Monday, June 24, 2013

Ordinary Grace

A book club member friend recommended Ordinary Grace by William Kent Krueger a month or so ago. We usually have similar tastes in books, so I was anxious to read it.  Ordinary Grace will go down as one of my most favorite books, if not my most favorite book, of 2013.

Ordinary Grace begins as a simple book narrated forty years after the summer of 1961 by Frank Drum, who in 1961, was a thirteen year old boy.  Frank lived in the small, quaint little town of New Bremen, Minnesota. 

"It was a summer in which death, in visitation, assumed many forms.  Accident.  Nature.  Suicide.  Murder.  You might think I remember that summer as tragic and I do but not completely so.  My father used to quote the Greek playwright Aeschylus. 'He who learns must suffer.  And even in our sleep pain, which cannot forget, falls drop by drop upon the heart, until, in our own despair, against our will, comes wisdom through the awful grace of God.' "

Frank lived with his father, who is the town's pastor, his mother, who was rather distant, his eighteen year old sister Ariel, who was headed to Juillard in the fall of that year and his eleven year old brother Jake, who suffered from a disabling stutter.  The summer began with the gruesome discovery of a friend of Frank's who was found dead.  It was not clear if the boy was killed or if it was an accident.  And Frank wanted to find out the truth.  But soon after the boy was found, Ariel, Frank's sister, went missing. Frank had seen her leaving the house in the middle of the night several times.  The night she disappeared, she had been out with her boyfriend Karl.  Of course, all suspicion fell on Karl.  But like Ariel, Karl had his own secrets.

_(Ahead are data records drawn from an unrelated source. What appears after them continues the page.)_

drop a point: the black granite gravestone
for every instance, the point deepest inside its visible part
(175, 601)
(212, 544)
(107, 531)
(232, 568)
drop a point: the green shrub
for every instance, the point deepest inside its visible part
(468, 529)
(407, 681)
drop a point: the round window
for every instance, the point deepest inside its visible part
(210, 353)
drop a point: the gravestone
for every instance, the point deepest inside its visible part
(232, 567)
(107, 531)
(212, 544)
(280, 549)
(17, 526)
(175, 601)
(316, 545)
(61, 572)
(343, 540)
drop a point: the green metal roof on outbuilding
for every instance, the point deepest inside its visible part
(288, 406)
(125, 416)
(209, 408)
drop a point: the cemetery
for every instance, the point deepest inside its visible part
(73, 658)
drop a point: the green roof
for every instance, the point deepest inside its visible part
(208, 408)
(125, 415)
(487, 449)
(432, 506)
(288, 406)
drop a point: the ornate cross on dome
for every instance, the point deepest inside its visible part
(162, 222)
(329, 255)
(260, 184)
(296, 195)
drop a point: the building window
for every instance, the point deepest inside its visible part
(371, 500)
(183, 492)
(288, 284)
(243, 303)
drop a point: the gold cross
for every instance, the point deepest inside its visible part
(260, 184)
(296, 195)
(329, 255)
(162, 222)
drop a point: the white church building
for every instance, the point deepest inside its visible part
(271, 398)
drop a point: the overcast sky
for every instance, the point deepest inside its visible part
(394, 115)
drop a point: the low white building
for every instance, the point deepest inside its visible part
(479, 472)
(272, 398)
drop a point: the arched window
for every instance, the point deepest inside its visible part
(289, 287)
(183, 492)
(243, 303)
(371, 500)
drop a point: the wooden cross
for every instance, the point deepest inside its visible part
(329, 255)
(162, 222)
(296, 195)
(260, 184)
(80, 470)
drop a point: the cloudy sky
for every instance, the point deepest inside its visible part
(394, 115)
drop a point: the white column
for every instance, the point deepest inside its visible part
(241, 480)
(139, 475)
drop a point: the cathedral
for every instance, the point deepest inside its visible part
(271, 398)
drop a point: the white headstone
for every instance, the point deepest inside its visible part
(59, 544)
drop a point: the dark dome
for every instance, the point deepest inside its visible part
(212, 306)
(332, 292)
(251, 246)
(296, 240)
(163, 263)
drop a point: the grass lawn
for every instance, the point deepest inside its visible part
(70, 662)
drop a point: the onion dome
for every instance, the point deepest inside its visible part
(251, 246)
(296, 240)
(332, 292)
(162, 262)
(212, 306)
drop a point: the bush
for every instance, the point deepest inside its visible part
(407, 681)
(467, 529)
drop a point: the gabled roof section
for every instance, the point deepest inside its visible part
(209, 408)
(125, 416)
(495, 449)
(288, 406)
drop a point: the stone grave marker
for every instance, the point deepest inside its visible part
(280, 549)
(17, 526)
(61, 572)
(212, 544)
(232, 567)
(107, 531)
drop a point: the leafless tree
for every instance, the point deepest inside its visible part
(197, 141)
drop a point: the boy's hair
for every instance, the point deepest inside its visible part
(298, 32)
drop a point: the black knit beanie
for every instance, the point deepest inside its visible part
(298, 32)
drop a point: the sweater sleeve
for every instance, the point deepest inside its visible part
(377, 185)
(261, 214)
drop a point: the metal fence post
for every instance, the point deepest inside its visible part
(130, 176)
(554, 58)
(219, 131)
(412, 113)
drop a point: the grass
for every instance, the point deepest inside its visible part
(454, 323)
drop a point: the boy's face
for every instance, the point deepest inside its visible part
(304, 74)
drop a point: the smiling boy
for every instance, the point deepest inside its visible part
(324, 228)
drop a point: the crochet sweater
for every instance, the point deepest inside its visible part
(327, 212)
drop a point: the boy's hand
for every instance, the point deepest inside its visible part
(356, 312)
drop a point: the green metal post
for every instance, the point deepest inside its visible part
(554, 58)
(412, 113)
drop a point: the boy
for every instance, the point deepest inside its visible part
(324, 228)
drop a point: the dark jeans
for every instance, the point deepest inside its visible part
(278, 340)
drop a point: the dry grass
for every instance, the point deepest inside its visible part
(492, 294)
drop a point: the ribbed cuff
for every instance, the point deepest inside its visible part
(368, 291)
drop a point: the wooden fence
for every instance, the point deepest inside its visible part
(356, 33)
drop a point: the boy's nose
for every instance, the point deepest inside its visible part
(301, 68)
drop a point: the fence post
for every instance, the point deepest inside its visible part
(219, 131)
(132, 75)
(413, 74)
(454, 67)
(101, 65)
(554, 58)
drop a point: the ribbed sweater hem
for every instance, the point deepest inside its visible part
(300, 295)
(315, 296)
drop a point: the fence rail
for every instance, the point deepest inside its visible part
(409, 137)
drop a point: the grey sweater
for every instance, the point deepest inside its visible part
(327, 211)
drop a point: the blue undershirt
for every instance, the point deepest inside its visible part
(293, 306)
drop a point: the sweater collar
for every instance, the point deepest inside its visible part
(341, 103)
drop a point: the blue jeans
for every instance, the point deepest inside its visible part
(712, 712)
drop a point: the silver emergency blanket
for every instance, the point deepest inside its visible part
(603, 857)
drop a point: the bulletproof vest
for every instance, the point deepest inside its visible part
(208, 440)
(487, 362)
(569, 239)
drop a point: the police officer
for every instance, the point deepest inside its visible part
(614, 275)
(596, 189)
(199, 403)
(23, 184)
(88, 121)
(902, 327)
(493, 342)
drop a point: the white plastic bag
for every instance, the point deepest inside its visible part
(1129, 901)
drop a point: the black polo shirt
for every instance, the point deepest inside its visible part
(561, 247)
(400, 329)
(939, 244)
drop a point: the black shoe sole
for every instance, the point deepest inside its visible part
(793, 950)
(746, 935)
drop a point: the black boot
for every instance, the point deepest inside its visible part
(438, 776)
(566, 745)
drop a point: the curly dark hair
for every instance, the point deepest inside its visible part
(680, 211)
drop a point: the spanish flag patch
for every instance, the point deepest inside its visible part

There are other characters in the book that play important parts in the book.  I don't want to give away much more of the story, so as not to spoil it for the reader.  I will say that the book invoked To Kill A Mockingbird for me somewhat.  It is told from a child's point of view, the father is a man of wisdom, and the children are innocent until that fateful summer.  The writing is just excellent.

Near the end of the book, Frank's brother, Jake, offered to say grace before a meal being served at the church.  Because of how much Jake suffered with his stuttering, Frank's reaction (said to himself) was :

 "O God, I prayed, just kill me now."
But Frank's mother put her hand on Jake's shoulder and Jake spoke:

"'Heavenly Father, for the blessings of this food and these friends and our families, we thank you.  In Jesus's name, amen.'
That was it.  That was all of it.  A grace so ordinary there was no reason at all to remember it.  Yet I have never across the forty years since it was spoken forgotten a single word."

The book ends forty years later, when Frank went to the cemetery with his father as they did every year. There is one grave that Frank would like to visit but it was not there.  It was of Warren Redstone, an Indian man who Frank and the town had initially suspected of the crimes. When Frank was in college, he had located and visited Warren:.

"We didn't say much more.  With the exception of the summer in which our lives had converged in a few dramatic moments, we had almost nothing in common.  But when I left, Warren Redstone offered something I've never forgotten.  As I walked away he called to me and when I turned back he said, 'They're never far from us, you know.'
'Who?' I asked.
'The dead.  No more'n a breath.  You let that last one go and you're with them again.'"

This book is so full of beautiful writing:

"In the end maybe that's what the summer was about.  I was no older than Bobby and didn't understand such things then.  I've come four decades since but I'm not sure that even now I fully understand.  I still spend a lot of time thinking about the events of that summer.  About the terrible price of wisdom.  The awful grace of God."

This is a book that I will read again and again over the years.